Cell C banner: Angry customer vindicated after court ruling

George Prokas put up the 'bad service' banner on Beyers Naude Drive last week.

The banner erected by a disgruntled Cell-C customer outside the World Wear shopping centre on Beyers Naude drive in Fairland, Johannesburg was altered after the cellphone company sought legal advice on the matter. Picture: Reinart Toerien/EWN

JOHANNESBURG - An angry customer, who erected a banner slamming Cell C says he feels vindicated that the High Court in Johannesburg has dismissed an application for an interdict by the service provider to have his banner removed.

George Prokas put up the banner on Beyers Naude Drive last week after he had received bad service from a branch in Sandton City.

The court has found that this was not unlawful and was fair comment.

It also ruled that Cell C will have to carry the legal costs of the application.

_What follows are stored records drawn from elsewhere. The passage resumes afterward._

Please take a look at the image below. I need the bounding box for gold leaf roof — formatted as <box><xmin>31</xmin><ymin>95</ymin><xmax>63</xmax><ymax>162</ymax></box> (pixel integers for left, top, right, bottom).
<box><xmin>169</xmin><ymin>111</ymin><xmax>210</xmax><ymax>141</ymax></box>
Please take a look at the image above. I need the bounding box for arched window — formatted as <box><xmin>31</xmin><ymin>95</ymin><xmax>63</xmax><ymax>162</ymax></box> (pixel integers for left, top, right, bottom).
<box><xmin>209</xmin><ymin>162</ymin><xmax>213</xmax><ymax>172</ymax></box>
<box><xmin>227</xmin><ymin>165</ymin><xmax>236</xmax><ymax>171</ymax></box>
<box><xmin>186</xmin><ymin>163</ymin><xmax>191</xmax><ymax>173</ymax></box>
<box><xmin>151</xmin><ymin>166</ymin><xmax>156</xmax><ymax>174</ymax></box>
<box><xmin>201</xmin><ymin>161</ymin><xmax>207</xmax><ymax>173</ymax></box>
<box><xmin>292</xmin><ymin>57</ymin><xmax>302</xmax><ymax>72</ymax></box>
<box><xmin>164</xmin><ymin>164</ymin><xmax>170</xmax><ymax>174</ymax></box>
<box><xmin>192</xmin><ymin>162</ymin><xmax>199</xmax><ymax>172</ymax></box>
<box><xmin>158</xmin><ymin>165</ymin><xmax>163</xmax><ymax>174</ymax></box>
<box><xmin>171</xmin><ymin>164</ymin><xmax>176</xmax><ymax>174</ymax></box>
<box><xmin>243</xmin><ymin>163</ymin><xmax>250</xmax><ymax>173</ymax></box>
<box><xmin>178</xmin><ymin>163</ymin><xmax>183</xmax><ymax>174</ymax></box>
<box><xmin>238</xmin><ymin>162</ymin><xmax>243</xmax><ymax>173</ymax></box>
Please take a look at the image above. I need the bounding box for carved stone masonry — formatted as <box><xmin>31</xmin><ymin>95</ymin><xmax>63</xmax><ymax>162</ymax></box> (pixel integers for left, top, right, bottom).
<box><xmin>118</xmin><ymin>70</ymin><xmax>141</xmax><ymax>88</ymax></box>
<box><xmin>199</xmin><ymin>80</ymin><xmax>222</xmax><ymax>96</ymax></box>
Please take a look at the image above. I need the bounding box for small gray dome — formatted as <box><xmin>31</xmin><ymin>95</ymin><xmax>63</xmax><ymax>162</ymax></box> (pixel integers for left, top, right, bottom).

Speaking through his attorney Raymond Druker, Prokas says he is satisfied with today's outcome which he believes sends out a strong message to companies.

"They must be careful, they must tread wearily. They can't bully people anymore."

Prokas says many people have been bullied by businesses with people not having the chance to voice their frustrations.

"People who are in the same position, and they don't have the money to go to court and protect their rights like this haven't been able to do so."

The banner has since been defaced and changed by an unknown person but Cell C says its image has already suffered damage.

The banner had cost Prokas over R60,000.

Prokas has indicated he plans to re-erect a new billboard but is not clear when this will happen.


Prokas's lawyers say the action by its client is purely about making a company accountable.

He has refused to remove the banner saying he is exercising his freedom of speech.

His lawyers say a move by Cell C to take their client to court was merely an attempt to block criticism.

It's understood Prokas, who was not present in court today, took his phone in for repairs at the branch last year, but the phone was returned to him still broken.

The service provider continued to bill him despite him not using the phone and also after he cancelled a debit order.

Prokas's lawyers say he complained about this several times with no success and erecting the banner was merely taking the company to task for bad service.